No entendía qué quería decir, por qué hablaba
de estar siempre juntos, y mucho menos por qué se refería a mí como “mi amor”. Si
ya estaba nerviosa antes de leer la carta, en ese momento sentí que el corazón
me latía tan deprisa que iba a salírseme del pecho. Nunca en mi vida había
estado tan angustiada como lo estaba entonces. Recordé cómo empezó todo.

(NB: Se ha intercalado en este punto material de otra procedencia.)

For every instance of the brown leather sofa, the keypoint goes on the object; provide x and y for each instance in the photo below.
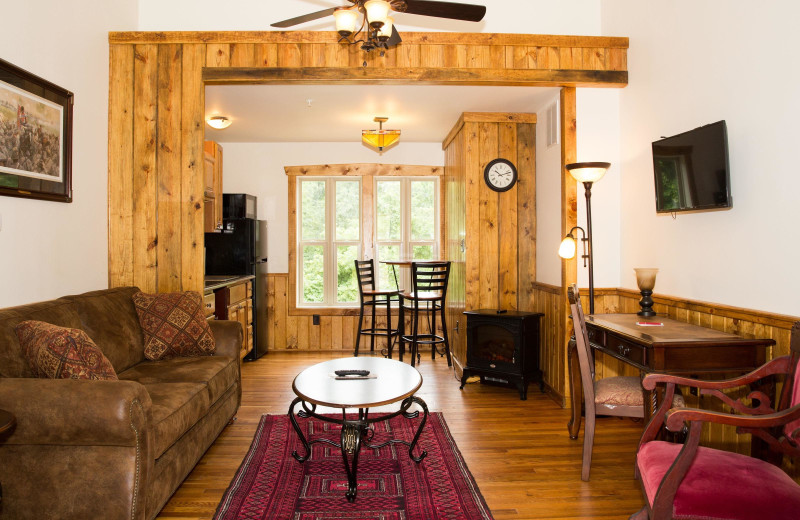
(109, 449)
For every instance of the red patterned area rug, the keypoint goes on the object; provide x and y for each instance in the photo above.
(271, 484)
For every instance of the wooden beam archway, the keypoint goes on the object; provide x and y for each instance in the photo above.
(156, 117)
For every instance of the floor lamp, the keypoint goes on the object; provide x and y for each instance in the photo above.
(588, 173)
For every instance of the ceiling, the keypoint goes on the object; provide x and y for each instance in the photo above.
(338, 113)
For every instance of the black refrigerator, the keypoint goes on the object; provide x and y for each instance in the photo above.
(241, 249)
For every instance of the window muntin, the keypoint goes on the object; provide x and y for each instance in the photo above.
(329, 241)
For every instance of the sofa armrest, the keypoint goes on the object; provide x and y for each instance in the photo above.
(228, 336)
(88, 443)
(70, 412)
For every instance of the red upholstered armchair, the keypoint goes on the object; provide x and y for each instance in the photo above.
(691, 482)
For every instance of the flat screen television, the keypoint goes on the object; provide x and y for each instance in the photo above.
(691, 170)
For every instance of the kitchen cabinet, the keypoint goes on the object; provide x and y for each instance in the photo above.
(235, 303)
(212, 186)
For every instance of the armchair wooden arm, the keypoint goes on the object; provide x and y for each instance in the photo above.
(677, 417)
(780, 365)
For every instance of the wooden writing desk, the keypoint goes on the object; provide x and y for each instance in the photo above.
(674, 348)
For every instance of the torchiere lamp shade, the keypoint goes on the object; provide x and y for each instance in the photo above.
(588, 171)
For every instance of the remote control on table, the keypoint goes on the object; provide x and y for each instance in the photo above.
(345, 373)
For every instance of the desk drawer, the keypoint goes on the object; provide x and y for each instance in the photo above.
(624, 348)
(596, 335)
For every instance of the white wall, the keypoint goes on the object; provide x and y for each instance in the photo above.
(598, 140)
(503, 16)
(257, 169)
(693, 63)
(548, 200)
(49, 249)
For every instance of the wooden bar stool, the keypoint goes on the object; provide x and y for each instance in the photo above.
(371, 297)
(429, 288)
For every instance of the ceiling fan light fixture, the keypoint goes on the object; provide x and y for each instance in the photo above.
(219, 122)
(346, 20)
(380, 138)
(377, 12)
(385, 32)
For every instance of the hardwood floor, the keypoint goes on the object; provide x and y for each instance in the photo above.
(519, 451)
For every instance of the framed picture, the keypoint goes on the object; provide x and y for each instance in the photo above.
(35, 136)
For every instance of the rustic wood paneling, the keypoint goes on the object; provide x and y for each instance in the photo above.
(145, 182)
(156, 116)
(120, 165)
(494, 225)
(168, 171)
(569, 209)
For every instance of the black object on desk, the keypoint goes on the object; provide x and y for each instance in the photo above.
(503, 347)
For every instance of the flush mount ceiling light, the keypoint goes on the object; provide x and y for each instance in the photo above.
(376, 30)
(219, 122)
(380, 138)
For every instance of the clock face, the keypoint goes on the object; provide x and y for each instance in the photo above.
(500, 175)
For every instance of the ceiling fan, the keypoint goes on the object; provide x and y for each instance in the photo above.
(377, 22)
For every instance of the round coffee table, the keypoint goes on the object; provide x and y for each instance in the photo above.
(388, 382)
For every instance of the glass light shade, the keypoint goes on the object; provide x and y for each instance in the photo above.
(385, 32)
(380, 139)
(588, 172)
(567, 248)
(219, 122)
(346, 20)
(646, 278)
(377, 12)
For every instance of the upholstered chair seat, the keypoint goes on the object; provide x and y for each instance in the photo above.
(721, 485)
(625, 391)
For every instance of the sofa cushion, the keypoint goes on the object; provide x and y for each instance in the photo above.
(174, 325)
(721, 485)
(57, 312)
(62, 353)
(110, 319)
(219, 373)
(176, 408)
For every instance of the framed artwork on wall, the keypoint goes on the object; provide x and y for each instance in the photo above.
(35, 136)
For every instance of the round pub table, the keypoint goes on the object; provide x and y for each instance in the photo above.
(388, 382)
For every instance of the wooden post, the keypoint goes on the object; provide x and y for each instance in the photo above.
(569, 213)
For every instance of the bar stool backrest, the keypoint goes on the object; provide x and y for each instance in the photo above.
(365, 271)
(430, 277)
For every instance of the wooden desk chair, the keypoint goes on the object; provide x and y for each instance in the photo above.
(370, 297)
(621, 396)
(687, 481)
(429, 288)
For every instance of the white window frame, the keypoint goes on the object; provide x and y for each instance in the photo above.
(330, 244)
(405, 244)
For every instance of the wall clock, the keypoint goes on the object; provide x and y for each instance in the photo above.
(500, 174)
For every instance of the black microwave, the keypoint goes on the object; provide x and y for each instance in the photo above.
(238, 205)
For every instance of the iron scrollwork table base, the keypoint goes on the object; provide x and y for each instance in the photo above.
(355, 434)
(389, 382)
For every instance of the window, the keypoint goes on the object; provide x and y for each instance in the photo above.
(401, 219)
(406, 224)
(329, 241)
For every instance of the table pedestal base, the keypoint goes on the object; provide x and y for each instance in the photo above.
(355, 433)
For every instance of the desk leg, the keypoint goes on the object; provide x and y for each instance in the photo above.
(576, 390)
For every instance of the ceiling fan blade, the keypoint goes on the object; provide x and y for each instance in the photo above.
(452, 10)
(394, 39)
(305, 18)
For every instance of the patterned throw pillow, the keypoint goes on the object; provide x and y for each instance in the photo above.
(174, 325)
(62, 353)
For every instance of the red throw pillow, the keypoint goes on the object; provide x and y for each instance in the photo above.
(174, 325)
(62, 353)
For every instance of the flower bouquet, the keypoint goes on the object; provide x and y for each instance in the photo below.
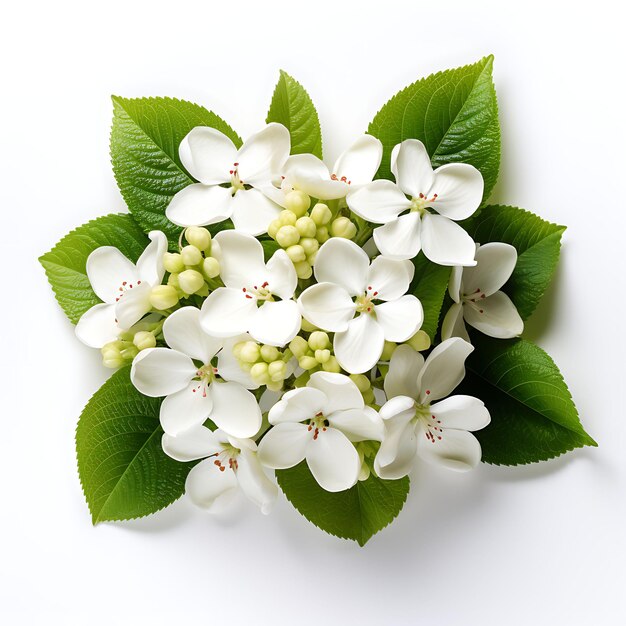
(275, 321)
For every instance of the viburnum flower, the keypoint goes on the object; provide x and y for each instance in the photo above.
(354, 168)
(257, 297)
(229, 464)
(477, 296)
(123, 286)
(439, 432)
(194, 388)
(454, 190)
(231, 181)
(363, 304)
(335, 415)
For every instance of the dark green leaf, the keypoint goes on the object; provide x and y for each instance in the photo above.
(65, 263)
(292, 107)
(356, 514)
(454, 113)
(123, 470)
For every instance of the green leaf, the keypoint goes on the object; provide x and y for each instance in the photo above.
(145, 138)
(123, 470)
(65, 263)
(454, 113)
(538, 244)
(430, 284)
(292, 106)
(356, 514)
(533, 416)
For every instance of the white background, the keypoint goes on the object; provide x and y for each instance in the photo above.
(500, 546)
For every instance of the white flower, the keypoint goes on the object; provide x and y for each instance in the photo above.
(436, 432)
(349, 286)
(124, 289)
(477, 299)
(248, 302)
(335, 415)
(354, 168)
(231, 181)
(454, 190)
(196, 391)
(229, 463)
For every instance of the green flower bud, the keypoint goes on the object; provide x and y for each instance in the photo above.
(296, 253)
(198, 237)
(163, 297)
(306, 227)
(388, 350)
(269, 353)
(298, 202)
(343, 227)
(318, 340)
(309, 245)
(144, 340)
(303, 270)
(298, 346)
(191, 256)
(173, 262)
(191, 281)
(211, 267)
(250, 352)
(321, 214)
(287, 236)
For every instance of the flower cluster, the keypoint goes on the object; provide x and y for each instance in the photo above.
(284, 328)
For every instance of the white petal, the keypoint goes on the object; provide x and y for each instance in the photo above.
(444, 242)
(495, 263)
(404, 368)
(281, 275)
(380, 202)
(241, 259)
(110, 272)
(253, 211)
(359, 347)
(161, 371)
(206, 484)
(208, 155)
(253, 481)
(456, 450)
(453, 324)
(360, 162)
(400, 319)
(461, 412)
(410, 164)
(200, 205)
(459, 188)
(495, 316)
(443, 370)
(342, 262)
(276, 323)
(263, 155)
(235, 410)
(195, 443)
(298, 405)
(340, 391)
(98, 326)
(400, 238)
(182, 332)
(359, 424)
(133, 305)
(333, 460)
(227, 312)
(389, 278)
(284, 445)
(186, 408)
(327, 306)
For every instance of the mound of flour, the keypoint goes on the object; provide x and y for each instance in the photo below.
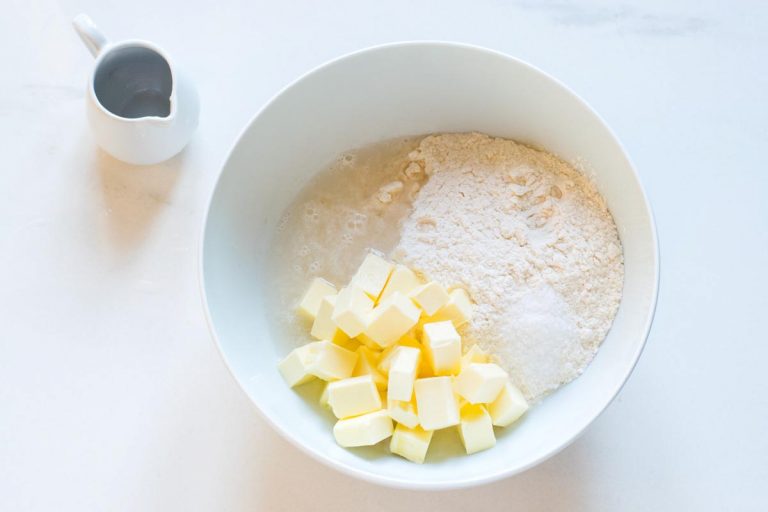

En sus
primeras cartas me había hablado de sus sentimientos hacia mí, de lo guapa que
le parecía, y me había expresado sus deseos de comenzar conmigo una “feliz vida
en común”. Así es como solía llamarlo. Al principio no le hice caso, incluso
llegué a pensar que podría tratarse de alguna equivocación. Pero cuando las
cartas se convirtieron en algo constante comencé a sentirme muy incómoda. Y cuando
empezó a hablarme de aspectos de mi vida, detalles que solo podría saber
observándome, me asusté de verdad. Hoy día vivo aterrada.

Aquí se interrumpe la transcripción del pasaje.